Another motivator to try to fix the VARATT/VARDATA macros was to allow developers to use those in their own extensions. Looking at some extensions in contrib we find e.g. `VARDATA_ANY` or `VARSIZE_ANY_EXHDR` being used quite a bit.


No TLE support is a not a goal. Languages/extensions in Postgres should only be marked as trusted if you can guarantee that they do not access Postgres internals or even the file filesystem. With Zig and in pgzx in particular we can not guarantee this to be the case.

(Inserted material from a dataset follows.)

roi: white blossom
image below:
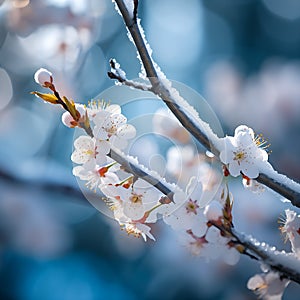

With pgzx we provide you a number of utilities on top of the C API. But depending on the extension you are working on you might heavily use the Postgres internals and their C APIs as is.

Postgres has support for a number of languages. Some having their own strenghts or weaknesses. One strength of Zig is its closeness to C, while providing a many quality of live improvements over C (optional types instead of null pointer, generic data structures, ...). This makes it a formidable choice for extensions that want to integrate deeply with the Postgres internals.


If I suddenly had unlimited resources and attention, I'd really like to provide infrastructure to write trusted functions by running them via a webassembly runtime, with a small injected safe surface for accessing postgres functionality. That'd make it a lot easier to write trusted PLs in a variety of languages. Still probably needs a bit of per-language sugar on top, but a lot less than doing it from scratch.

Edit: Minor grammar fix


I don't know much about it, but I think this has been tried?

https://dylibso.com/blog/pg-extism/

Looking at the repo though it looks like it hasn't been updated in a while.


we're actually working on a new version of this, which _does_ support TLE! if you're interested, please join https://extism.org/discord and we can get you a preview.


Oh wow, that is really cool.


Hehe :)

I also have WASM in mind when thinking about future TLE support :)


Oracle, IBM and Microsoft have been doing that for decades with JVM, CLR and TIMI, yet another use case where Webassembly is a follower.